Fine-Tuning Open-Source Large Language Models to Improve Their Performance on Radiation Oncology Tasks: A Feasibility Study to Investigate Their Potential Clinical Applications in Radiation Oncology
Wang, Peilong, Liu, Zhengliang, Li, Yiwei, Holmes, Jason, Shu, Peng, Zhang, Lian, Li, Xiang, Li, Quanzheng, Laughlin, Brady S., Toesca, Diego Santos, Vora, Sujay A., Patel, Samir H., Sio, Terence T., Liu, Tianming, Liu, Wei
Background: The radiation oncology clinical practice involves many steps relying on the dynamic interplay of abundant text data. Large language models have displayed remarkable capabilities in processing complex text information. But their direct applications in specific fields like radiation oncology remain underexplored. Purpose: This study aims to investigate whether fine-tuning LLMs with domain knowledge can improve the performance on Task (1) treatment regimen generation, Task (2) treatment modality selection (photon, proton, electron, or brachytherapy), and Task (3) ICD-10 code prediction in radiation oncology. Methods: Data for 15,724 patient cases were extracted.

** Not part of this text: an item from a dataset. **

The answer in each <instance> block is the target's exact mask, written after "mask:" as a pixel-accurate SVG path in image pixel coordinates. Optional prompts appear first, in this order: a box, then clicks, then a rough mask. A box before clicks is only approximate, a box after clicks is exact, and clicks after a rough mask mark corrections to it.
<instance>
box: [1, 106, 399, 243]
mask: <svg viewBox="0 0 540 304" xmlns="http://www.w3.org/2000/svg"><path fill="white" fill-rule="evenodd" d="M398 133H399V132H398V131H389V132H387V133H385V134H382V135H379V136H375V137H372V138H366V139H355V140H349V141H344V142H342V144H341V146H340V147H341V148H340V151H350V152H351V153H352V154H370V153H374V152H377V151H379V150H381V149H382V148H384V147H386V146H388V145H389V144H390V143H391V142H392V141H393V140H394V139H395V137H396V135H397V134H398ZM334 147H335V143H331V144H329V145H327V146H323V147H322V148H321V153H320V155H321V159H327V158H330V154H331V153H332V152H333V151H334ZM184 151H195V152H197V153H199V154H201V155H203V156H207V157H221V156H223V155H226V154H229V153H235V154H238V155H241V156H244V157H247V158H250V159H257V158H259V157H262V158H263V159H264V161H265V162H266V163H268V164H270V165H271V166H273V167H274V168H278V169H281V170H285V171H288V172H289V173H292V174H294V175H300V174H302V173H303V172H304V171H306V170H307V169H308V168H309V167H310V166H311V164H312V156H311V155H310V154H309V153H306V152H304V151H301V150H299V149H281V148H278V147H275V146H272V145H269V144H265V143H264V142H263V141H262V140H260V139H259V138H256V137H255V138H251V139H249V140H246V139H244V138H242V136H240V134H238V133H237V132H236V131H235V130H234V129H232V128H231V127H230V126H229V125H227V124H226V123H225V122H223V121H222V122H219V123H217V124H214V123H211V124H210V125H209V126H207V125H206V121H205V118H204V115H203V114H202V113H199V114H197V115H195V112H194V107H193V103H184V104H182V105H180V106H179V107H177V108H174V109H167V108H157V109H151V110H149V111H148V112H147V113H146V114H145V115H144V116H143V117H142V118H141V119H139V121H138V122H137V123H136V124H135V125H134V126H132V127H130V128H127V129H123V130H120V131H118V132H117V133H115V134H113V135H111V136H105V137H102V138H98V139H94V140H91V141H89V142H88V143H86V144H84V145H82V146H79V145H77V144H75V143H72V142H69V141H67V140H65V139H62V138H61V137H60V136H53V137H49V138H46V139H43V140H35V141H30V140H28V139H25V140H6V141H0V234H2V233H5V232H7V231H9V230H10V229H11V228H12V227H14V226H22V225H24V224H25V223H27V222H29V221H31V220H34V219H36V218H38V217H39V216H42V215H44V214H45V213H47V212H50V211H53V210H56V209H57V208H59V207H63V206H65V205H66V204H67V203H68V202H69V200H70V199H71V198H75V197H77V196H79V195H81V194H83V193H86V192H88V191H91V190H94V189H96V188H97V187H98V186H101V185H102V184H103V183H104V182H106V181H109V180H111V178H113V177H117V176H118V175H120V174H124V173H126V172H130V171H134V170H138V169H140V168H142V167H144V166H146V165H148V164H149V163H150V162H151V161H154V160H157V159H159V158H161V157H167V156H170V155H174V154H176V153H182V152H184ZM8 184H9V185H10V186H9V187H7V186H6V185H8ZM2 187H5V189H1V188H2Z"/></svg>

Cases where patients had a single diagnostic record, and a clearly identifiable primary treatment plan were selected for preprocessing and manual annotation to have 7,903 cases of the patient diagnosis, treatment plan, treatment modality, and ICD-10 code. Each case was used to construct a pair consisting of patient diagnostics details and an answer (treatment regimen, treatment modality, or ICD-10 code respectively) for the supervised fine-tuning of these three tasks. Open source LLaMA2-7B and Mistral-7B models were utilized for the fine-tuning with the Low-Rank Approximations method. Accuracy and ROUGE-1 score were reported for the fine-tuned models and original models. Clinical evaluation was performed on Task (1) by radiation oncologists, while precision, recall, and F-1 score were evaluated for Task (2) and (3). One-sided Wilcoxon signed-rank tests were used to statistically analyze the results. Results: Fine-tuned LLMs outperformed original LLMs across all tasks with p-value <= 0.001. Clinical evaluation demonstrated that over 60% of the fine-tuned LLMs-generated treatment regimens were clinically acceptable. Precision, recall, and F1-score showed improved performance of fine-tuned LLMs.